Amendment (bb) would insert a new sub-paragraph. The proposed new section is explicit, and the right to ask for flexible working is available only for a specific purpose. The employer, in refusing such an application, is required to state his specific reasoning. In the interests of balance and focusing employees' minds on the specific nature of the right, we propose that the employee making his application in writing should clarify the reason for needing the change in contract.

For example, the letter may say, ''I wish to request a change in my working hours so that I can start at 9.30 each morning so that I can drop my child at school before coming to work.'' That is simple and straightforward—there is no debate about it. Once put in writing, the facts would be on the record. If it subsequently turned out that the child started school at 8.30, or that the child was 36 years old, there would be some basis for analysing the application and referring to the facts. That is a reasonable proposal, which puts some symmetry into the arrangements.

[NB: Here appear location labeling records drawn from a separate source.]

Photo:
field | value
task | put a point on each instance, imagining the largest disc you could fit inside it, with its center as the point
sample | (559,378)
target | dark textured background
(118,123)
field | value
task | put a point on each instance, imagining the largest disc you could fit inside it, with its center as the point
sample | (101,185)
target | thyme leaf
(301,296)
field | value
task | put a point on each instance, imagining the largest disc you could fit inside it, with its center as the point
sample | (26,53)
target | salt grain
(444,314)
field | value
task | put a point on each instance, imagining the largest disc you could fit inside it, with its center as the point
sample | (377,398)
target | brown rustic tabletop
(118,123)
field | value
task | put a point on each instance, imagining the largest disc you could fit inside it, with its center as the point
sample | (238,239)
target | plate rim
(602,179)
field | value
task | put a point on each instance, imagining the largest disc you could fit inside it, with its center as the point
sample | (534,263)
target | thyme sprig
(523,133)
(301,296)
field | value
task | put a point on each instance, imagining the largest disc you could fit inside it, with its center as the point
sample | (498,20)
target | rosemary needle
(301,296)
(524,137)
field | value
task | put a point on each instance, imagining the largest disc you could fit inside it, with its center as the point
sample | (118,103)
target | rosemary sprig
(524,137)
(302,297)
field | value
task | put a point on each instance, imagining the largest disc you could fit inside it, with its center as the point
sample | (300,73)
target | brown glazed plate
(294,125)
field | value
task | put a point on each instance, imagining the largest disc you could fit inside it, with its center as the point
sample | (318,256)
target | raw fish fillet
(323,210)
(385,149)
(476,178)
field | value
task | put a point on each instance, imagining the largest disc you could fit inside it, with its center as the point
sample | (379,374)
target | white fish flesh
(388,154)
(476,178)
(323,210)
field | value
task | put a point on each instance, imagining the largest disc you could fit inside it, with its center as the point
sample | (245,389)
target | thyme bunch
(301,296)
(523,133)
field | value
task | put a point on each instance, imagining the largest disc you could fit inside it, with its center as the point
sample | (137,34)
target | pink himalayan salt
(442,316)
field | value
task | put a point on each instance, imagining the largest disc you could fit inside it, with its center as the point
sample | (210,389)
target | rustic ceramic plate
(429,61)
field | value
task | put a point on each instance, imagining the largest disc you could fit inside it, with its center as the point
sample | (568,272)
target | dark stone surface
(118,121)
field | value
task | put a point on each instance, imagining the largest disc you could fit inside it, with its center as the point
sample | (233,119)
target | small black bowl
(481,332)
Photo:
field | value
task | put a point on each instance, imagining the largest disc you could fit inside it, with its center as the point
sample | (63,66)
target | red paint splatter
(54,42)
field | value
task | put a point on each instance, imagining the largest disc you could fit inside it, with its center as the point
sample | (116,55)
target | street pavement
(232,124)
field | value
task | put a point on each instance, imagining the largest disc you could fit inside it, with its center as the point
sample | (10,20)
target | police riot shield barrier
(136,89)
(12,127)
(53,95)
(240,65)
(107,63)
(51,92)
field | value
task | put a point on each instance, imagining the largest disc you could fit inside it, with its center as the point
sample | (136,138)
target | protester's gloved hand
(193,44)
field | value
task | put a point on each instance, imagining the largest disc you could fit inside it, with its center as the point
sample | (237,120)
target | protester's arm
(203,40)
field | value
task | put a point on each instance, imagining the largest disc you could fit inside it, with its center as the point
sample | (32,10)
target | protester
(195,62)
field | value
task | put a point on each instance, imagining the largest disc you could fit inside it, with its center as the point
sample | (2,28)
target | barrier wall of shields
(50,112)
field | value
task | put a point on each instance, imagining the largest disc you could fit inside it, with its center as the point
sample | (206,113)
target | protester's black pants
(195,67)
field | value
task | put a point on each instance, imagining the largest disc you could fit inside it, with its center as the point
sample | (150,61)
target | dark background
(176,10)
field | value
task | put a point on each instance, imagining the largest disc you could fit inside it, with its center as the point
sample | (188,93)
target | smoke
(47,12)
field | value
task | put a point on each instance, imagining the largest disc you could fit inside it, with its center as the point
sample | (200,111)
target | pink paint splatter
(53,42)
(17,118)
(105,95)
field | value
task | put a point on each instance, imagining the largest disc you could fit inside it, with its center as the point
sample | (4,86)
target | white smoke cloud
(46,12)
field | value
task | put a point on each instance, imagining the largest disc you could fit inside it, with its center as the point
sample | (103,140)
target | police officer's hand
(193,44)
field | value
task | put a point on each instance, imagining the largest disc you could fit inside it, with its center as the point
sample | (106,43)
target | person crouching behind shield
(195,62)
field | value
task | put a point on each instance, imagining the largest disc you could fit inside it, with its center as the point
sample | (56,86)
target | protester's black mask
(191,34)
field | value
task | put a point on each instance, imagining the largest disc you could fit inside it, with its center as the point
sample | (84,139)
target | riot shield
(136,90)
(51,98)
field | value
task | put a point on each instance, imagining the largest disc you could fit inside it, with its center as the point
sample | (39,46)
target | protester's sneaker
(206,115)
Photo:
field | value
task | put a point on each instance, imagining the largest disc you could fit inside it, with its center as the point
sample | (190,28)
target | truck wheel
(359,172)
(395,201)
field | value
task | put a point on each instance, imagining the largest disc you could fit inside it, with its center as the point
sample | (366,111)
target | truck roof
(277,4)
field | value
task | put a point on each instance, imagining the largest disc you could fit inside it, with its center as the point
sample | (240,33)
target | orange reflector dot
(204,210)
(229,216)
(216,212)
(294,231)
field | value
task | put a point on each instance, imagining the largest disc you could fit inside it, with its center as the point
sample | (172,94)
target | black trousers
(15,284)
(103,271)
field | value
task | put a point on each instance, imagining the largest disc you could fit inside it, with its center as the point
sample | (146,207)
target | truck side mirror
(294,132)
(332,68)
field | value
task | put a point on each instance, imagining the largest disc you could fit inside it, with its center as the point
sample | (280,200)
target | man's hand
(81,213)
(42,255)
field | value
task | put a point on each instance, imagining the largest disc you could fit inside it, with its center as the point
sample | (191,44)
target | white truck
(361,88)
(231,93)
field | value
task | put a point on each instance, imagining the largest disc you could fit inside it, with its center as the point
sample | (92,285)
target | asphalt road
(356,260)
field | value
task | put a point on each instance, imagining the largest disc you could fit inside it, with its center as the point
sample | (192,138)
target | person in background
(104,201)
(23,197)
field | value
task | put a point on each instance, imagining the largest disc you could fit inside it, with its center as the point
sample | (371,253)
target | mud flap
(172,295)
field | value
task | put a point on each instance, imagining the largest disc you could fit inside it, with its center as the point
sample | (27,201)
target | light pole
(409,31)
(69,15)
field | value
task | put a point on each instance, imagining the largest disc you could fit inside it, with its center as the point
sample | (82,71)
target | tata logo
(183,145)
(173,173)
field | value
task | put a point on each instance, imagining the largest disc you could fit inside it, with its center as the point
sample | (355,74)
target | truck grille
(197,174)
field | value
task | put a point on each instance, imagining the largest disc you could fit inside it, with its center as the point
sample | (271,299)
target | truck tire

The purpose of amendment (z) is to specify that once an employer has acceded to an application, the change will be regarded as permanent. The employee will have the right to apply, after a year has elapsed, for a change back or a change to a different set of terms and conditions. The employer would have certain rights under existing legislation to seek to change the situation back in due course. The Liberal Democrat amendment—(d)—to which the hon. Member for North Norfolk will no doubt speak in due course, takes a diametrically opposite approach, seeking to make any such change temporary at the employer's option.

I can understand why the Liberal Democrats attempted to go down that route, but we believe that it would be more straightforward to make it clear that any change to terms and conditions of employment is permanent and that a change back would require the employee to go through the same procedure again after a year had elapsed. That is probably what the Government intend, but we seek to make it explicit in the Bill.